Mark Smith
Text Publishing
Otago Daily Times, August 8th 2016
Australian author Mark Smith’s debut novel tells beautiful and intimate story that belies the bleak future in which it is set. It is is told through the eyes of sixteen-year-old Finn Morrison, the only person from his isolated coastal community to have survived waves of epidemic illness and violence that has killed most of Australia’s population.
Thanks to his father’s foresight, he has enough food and fuel stockpiled to satisfy his basic needs for the meantime, and his life has settled into a familiar routine; hunting, fishing and surfing – an activity keeps him in touch with his old life and, by his own admission, sane. But the only human contact he has had in the two years is with an elderly man in the neighbouring valley, so when a terrified Afghani girl appears in the town, closely followed by a violent gang of men who control the land to the north of the settlement, he responds instinctively to protect her.

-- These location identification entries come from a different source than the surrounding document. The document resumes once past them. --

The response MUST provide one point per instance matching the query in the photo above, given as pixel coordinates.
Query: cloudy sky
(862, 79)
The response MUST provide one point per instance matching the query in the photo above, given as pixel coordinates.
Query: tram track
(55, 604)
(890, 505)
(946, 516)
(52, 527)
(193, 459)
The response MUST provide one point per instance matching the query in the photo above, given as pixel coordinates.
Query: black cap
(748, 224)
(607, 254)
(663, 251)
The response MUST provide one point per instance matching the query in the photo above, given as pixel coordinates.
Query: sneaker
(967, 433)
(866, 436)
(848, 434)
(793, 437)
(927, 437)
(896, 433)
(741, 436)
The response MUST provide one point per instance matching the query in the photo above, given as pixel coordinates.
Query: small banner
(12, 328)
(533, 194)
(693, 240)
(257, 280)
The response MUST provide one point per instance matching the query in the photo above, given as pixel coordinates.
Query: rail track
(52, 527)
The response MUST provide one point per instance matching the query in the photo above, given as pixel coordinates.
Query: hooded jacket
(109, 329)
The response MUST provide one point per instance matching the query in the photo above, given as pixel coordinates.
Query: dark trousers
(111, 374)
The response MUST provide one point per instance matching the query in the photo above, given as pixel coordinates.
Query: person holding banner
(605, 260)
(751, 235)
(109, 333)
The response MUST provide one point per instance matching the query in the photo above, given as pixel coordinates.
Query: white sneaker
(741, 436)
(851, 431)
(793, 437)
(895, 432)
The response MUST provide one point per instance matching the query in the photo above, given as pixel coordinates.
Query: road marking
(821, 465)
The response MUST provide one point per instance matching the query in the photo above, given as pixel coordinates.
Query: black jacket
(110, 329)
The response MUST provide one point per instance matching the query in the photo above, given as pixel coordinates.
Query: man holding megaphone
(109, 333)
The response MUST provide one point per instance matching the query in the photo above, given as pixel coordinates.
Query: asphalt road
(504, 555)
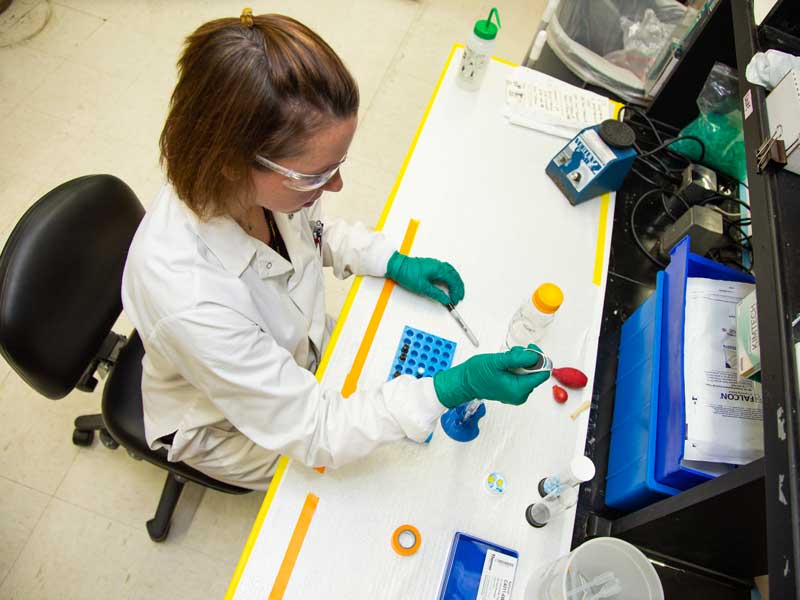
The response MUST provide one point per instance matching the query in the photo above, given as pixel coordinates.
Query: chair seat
(124, 417)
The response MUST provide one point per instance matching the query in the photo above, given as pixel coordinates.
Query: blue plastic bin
(630, 481)
(671, 406)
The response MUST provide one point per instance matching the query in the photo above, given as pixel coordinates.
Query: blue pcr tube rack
(421, 354)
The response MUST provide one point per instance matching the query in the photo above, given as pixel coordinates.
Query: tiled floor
(87, 95)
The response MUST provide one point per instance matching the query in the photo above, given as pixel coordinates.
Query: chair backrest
(60, 280)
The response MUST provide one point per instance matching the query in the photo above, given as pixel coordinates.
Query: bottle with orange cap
(534, 316)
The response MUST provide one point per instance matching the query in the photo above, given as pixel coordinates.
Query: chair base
(86, 425)
(158, 526)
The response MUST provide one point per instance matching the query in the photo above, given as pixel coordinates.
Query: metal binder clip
(773, 150)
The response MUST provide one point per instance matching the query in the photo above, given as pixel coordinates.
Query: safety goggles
(301, 182)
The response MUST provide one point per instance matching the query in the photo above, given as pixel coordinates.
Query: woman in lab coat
(224, 276)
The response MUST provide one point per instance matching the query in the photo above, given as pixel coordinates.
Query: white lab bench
(478, 189)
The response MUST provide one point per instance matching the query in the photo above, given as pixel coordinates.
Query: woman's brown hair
(256, 85)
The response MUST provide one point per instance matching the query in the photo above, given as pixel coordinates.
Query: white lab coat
(232, 332)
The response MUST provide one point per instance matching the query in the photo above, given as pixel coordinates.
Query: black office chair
(60, 278)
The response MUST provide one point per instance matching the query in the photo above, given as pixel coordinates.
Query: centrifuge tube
(579, 469)
(556, 502)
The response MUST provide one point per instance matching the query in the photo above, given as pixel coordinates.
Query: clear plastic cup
(636, 576)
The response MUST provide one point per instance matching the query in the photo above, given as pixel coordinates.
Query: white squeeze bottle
(529, 323)
(478, 52)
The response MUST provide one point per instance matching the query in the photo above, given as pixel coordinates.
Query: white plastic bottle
(478, 52)
(529, 323)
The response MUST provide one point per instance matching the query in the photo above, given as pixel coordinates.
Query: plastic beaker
(636, 576)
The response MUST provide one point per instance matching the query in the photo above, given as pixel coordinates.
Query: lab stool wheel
(157, 532)
(108, 441)
(82, 438)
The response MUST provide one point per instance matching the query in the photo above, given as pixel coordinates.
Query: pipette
(451, 307)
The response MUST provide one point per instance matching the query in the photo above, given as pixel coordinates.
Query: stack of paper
(724, 422)
(544, 103)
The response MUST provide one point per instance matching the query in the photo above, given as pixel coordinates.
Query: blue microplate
(421, 354)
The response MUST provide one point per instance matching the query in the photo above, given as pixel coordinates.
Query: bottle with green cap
(478, 51)
(529, 323)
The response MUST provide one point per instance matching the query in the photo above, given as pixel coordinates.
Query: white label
(472, 64)
(497, 576)
(747, 102)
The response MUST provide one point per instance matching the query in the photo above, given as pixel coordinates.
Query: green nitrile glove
(488, 377)
(420, 274)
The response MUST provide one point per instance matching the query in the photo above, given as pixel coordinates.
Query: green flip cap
(486, 30)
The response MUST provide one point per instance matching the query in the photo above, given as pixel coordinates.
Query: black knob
(617, 134)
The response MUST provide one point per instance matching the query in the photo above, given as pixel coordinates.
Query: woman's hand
(420, 275)
(490, 377)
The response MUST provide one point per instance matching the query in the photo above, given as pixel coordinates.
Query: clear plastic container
(478, 52)
(529, 323)
(566, 577)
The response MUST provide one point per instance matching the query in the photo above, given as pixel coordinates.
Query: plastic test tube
(579, 469)
(552, 505)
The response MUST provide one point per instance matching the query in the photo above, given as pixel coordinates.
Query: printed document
(724, 421)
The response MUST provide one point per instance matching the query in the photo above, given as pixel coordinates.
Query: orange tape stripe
(293, 550)
(351, 381)
(600, 248)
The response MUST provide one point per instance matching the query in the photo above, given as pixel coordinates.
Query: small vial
(548, 508)
(478, 52)
(529, 323)
(580, 469)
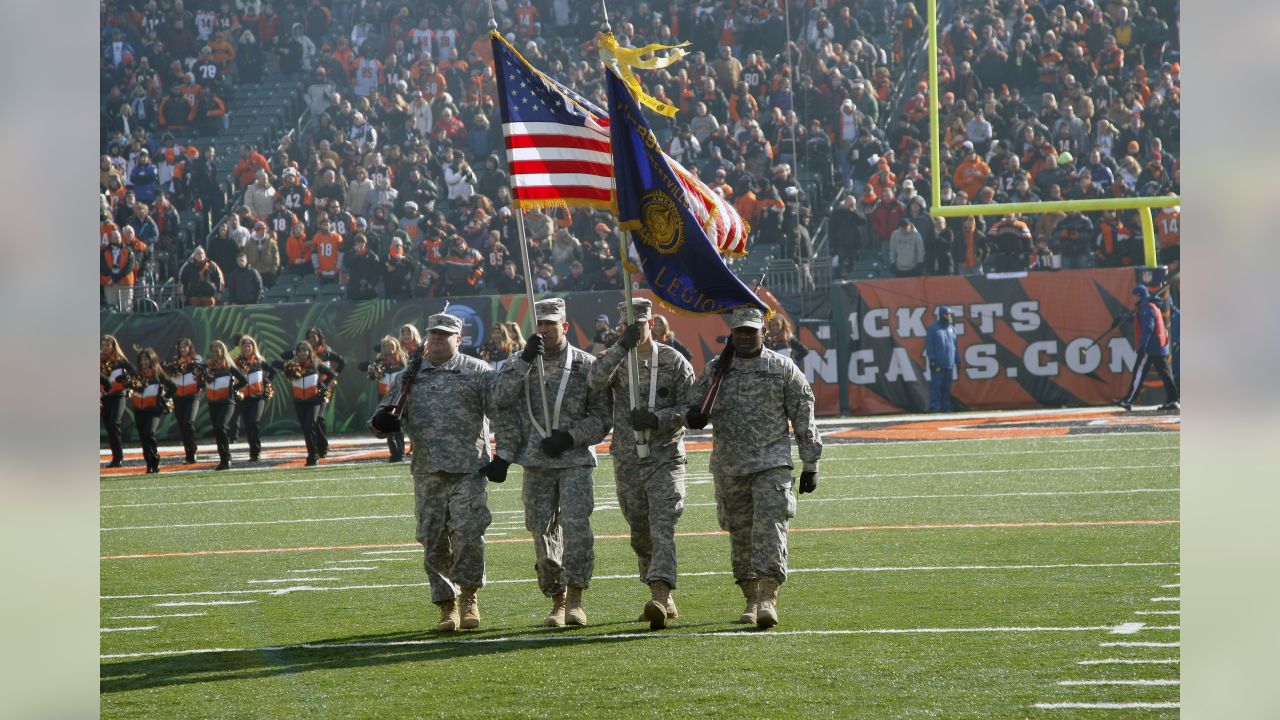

It is not until they reach the relative safety of his home that Finn has time to fully consider the ramifications of his actions; although the girl, Rose, who is ill and pregnant, is not herself a threat, by rescuing her he is very real danger of being discovered himself. Her presence takes the edge off his loneliness, however, and after she describes her life growing up as a refugee and her treatment by the men now chasing her, he feels compelled to make up for all the bad things that have happened to her. So when she begs him to find her sister, from whom she became separated during their escape, he embarks on a second rescue mission, even though it forces him into direct conflict with her pursuers.
Although the basic plot elements of The Road to Winter are by no means new, what makes this novel stand out from the multitude of dystopias crowding the shelves is Finn’s narrative voice. Although young, he neither naïve nor cynical and, despite what he has lived through, retains a resourceful optimism and kindness that I found immensely appealing.
We get glimpses of the plague and its aftermath but no more than necessary to set the scene. Smith also draws attention to important contemporary issues (Finn mentions how winters are growing briefer and milder due to climate change, and learns through Rose how asylum seekers are forced into indentured labour, a policy euphemistically termed ‘refugee reassignment’), but he does so with a similarly light touch.
Because of this focus on the characters at the story’s heart we become deeply invested in their welfare, and the main tension in novel comes not from horrific details but from our desire to see them succeed.
Like the best YA fiction, The Road to Winter is sure to appeal just as much to an adult audience, and I can easily see being discussed as passionately by a local book club as a high-school English class. It is already being compared to John Marsden bestselling Tomorrow series, in my opinion justly so.